OneNote is the Rodney Dangerfield of the Microsoft Office family. It gets no respect, and it’s hopelessly misunderstood. That’s a shame, because this hard-to-categorize application incorporates some of the freshest thinking I’ve seen out of the Office team in years.
OneNote uses a metaphor that most people can relate to easily. If you're skeptical, why not give it a try? Collections of data are organized in notebooks, which can be subdivided into tabbed sections, each of which contain one or more pages. On a page, you can type notes, scribble with a pen, paste a drawing or a snippet from a web page, and create links to external documents or locations. You can clip a section of a screen for later reference. You can even embed audio and video recordings in a notebook page and synchronize the recording to your notes.
Sounds simple enough. So what’s misunderstood?
For starters, some people think OneNote is only for Tablet PCs. That’s understandable, given that OneNote is routinely bundled with Tablet PCs, where its support for ink is first rate. But it works just fine with a keyboard and a mouse. On my Tablet PC, I probably use the keyboard for 80% of my note-taking.
And then there’s the question of just who OneNote’s designers had in mind when they built this program. I’ve been struggling for years to find a place to keep track of disparate information about projects, which can come from e-mail, Office documents, or Post-It notes. The more you have to keep track of, the more you’ll like about OneNote. But the only retail version of Office 2007 that will include OneNote is the Home and Student edition, which is bound to create the unwarranted perception that this is primarily a tool for use in the classroom. Sigh.
It’s enough to scare off people who have jobs and businesses and an insatiable thirst for gathering and organizing information. Which is a shame, because they’re the ones who will get the most out of OneNote.
And the program is about to get some big improvements. Over the weekend, I installed the latest updates (Technical Refresh 1) to the Office 2007 beta, including OneNote. All I can say is, Wow.
The level of integration between Outlook and OneNote in this beta is impressive. Clicking a toolbar button in Outlook lets you send any item to a OneNote page, where you can mark it up or take notes during a phone call or meeting. In OneNote, a Tasks toolbar lets you flag a name, a word or phrase, or any object and turn it into an Outlook task, appointment, or contact. You can manage to-do lists and flagged items from either program.
As a way to organize web research, OneNote is incredibly useful. When you cut a snippet from a web page in Internet Explorer and paste it into a OneNote page, the program automatically appends a link to the original source. (Firefox users, you can get the same functionality with this extension.) You don’t have to be meticulously organized to find stuff in OneNote, thanks to its excellent free-form search tools. The best part is its ability to convert ink to text on the fly and include handwritten notes in search results.

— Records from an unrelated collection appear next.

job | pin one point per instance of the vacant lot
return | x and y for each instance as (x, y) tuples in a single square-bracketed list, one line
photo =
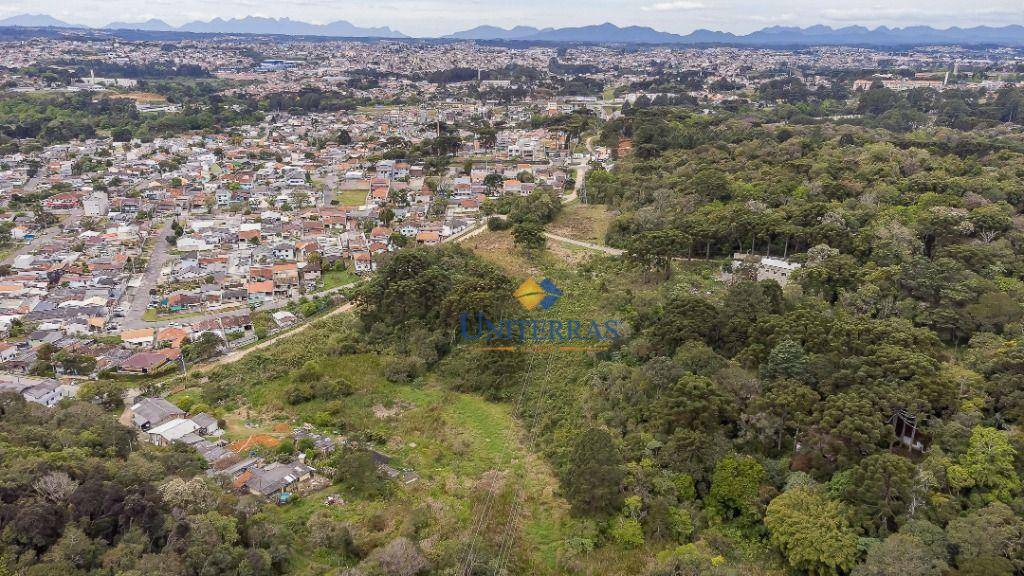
[(588, 222)]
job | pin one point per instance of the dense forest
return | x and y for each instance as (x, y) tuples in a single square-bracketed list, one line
[(760, 428)]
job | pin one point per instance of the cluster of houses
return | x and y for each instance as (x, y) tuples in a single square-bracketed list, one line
[(160, 422)]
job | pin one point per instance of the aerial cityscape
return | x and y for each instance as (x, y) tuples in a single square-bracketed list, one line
[(288, 295)]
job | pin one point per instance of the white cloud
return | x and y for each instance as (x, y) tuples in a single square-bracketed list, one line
[(673, 5)]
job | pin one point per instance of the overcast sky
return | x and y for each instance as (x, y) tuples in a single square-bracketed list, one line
[(435, 17)]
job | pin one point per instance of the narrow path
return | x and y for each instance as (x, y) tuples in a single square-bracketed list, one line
[(240, 354), (591, 245)]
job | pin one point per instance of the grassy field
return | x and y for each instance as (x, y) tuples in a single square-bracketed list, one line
[(588, 222), (335, 278), (351, 197), (460, 445), (474, 458)]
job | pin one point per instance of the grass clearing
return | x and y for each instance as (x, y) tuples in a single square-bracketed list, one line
[(351, 197), (588, 222), (335, 278)]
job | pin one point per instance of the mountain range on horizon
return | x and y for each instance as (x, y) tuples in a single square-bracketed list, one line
[(1011, 35)]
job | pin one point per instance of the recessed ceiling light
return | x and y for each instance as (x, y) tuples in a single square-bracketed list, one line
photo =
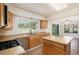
[(59, 6)]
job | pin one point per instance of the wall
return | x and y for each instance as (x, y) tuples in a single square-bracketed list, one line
[(72, 19), (16, 19)]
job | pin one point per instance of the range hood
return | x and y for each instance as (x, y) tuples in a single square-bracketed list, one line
[(12, 47)]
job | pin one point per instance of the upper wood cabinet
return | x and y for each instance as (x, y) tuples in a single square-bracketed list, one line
[(43, 24)]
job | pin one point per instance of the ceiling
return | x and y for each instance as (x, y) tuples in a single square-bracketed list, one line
[(44, 9)]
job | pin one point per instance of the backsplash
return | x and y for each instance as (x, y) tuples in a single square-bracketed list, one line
[(17, 30)]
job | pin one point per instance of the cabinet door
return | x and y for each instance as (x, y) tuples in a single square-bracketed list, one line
[(57, 51), (43, 24), (31, 42), (47, 48), (1, 14)]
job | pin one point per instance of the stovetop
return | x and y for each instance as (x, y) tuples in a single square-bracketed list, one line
[(9, 44)]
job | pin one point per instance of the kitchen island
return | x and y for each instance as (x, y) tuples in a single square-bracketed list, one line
[(57, 45)]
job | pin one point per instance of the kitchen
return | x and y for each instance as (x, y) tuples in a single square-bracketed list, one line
[(22, 30)]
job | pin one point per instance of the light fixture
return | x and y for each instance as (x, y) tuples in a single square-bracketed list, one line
[(59, 6)]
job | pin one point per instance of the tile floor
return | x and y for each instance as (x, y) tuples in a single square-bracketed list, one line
[(74, 49)]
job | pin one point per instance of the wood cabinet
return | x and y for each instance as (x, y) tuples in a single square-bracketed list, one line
[(1, 14), (54, 48), (43, 24), (6, 17), (34, 41), (10, 20)]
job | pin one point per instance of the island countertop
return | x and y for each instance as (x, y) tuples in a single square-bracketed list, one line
[(63, 40)]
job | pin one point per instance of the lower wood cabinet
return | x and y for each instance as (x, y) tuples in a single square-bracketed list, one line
[(54, 48), (34, 41)]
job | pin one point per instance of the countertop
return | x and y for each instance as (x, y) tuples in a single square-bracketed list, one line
[(63, 40), (13, 51), (15, 36)]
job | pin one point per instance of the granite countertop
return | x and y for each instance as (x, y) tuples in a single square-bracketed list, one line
[(15, 36), (13, 51), (63, 40)]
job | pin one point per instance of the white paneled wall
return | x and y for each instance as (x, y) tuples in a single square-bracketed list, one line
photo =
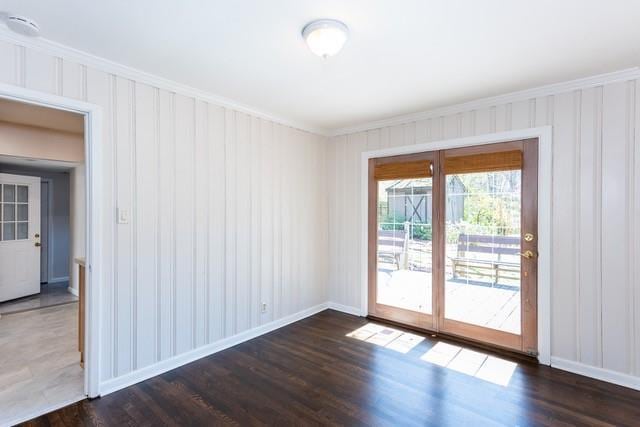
[(227, 211), (596, 216)]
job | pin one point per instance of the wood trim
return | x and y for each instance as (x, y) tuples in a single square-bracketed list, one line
[(482, 334), (529, 268), (457, 339), (407, 170), (372, 236), (395, 164), (438, 244), (486, 162), (517, 154)]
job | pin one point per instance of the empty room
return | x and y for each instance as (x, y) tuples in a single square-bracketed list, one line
[(320, 213)]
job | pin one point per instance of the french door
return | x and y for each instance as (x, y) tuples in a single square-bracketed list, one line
[(453, 242)]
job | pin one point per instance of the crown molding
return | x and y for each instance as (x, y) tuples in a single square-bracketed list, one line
[(541, 91), (65, 52), (68, 53)]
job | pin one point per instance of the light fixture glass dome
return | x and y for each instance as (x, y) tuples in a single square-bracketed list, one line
[(325, 37)]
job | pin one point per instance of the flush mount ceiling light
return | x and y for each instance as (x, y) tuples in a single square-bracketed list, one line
[(325, 37), (22, 25)]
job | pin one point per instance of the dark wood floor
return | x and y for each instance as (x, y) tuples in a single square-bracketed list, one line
[(311, 373)]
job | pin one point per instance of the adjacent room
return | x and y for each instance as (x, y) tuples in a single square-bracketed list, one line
[(320, 213), (41, 249)]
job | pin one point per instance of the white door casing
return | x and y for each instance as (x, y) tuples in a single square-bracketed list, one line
[(19, 224)]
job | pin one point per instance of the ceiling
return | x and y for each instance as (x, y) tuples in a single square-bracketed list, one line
[(7, 162), (33, 115), (403, 56)]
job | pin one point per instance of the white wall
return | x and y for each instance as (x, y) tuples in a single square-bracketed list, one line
[(596, 209), (227, 210), (77, 223)]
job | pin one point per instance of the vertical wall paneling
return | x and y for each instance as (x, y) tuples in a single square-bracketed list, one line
[(563, 225), (615, 325), (255, 149), (217, 210), (224, 212), (123, 124), (277, 220), (145, 221), (166, 221), (9, 63), (99, 88), (230, 222), (243, 222), (635, 235), (40, 72), (588, 222), (266, 219), (595, 212), (201, 228), (185, 206)]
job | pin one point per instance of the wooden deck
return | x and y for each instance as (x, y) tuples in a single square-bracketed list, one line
[(478, 304)]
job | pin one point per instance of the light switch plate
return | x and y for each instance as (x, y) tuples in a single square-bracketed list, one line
[(122, 216)]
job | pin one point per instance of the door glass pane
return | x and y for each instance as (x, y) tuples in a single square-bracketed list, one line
[(9, 231), (482, 273), (23, 230), (23, 212), (23, 193), (9, 193), (404, 250), (9, 212)]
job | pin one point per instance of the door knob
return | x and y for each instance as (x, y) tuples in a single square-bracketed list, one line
[(527, 254)]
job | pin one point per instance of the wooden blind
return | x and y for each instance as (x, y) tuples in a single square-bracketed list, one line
[(488, 162), (403, 170)]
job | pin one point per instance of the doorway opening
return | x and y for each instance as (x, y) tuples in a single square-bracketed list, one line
[(453, 242), (42, 237)]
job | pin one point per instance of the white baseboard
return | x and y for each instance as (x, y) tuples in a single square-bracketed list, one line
[(156, 369), (602, 374), (345, 309)]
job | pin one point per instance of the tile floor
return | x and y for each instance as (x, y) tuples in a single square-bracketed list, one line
[(39, 360), (50, 295)]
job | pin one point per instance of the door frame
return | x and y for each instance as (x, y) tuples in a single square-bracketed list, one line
[(93, 144), (544, 135)]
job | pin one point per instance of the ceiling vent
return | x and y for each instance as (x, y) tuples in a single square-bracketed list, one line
[(23, 25)]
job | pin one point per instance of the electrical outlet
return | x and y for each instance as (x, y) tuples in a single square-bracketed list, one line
[(122, 216)]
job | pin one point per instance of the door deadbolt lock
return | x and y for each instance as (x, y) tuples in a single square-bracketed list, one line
[(527, 254)]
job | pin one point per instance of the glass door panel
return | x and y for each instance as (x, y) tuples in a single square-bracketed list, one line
[(404, 244), (482, 262)]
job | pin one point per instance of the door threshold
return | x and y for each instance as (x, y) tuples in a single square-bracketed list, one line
[(478, 345)]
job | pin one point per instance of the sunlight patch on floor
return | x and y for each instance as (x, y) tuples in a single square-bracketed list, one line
[(386, 337), (473, 363)]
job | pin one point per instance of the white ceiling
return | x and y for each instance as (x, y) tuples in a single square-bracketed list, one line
[(34, 115), (6, 163), (403, 56)]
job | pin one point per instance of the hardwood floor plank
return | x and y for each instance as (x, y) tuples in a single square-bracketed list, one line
[(312, 373)]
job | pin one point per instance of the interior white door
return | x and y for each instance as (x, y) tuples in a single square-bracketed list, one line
[(19, 236)]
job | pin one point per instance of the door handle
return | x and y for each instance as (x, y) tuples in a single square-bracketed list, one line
[(527, 254)]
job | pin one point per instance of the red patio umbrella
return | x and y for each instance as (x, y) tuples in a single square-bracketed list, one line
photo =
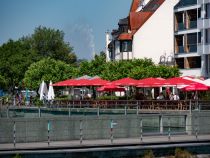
[(151, 82), (82, 82), (178, 81), (110, 88), (68, 82), (125, 82), (196, 87), (98, 82)]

If you’re skeptical, why not give it a try? The OneNote 2003 trial page allows you to play with the interface in a terminal server window. That’s a useful way to experiment, but a much better alternative is to get the 60–day trial version (an 80MB download or available on CD), so you can get past its not-so-difficult learning curve. (And keep in mind that OneNote 2007 improves by leaps and bounds over the existing version.)
And if anyone from Microsoft happens to read this, can you please explain why this program gets so little respect?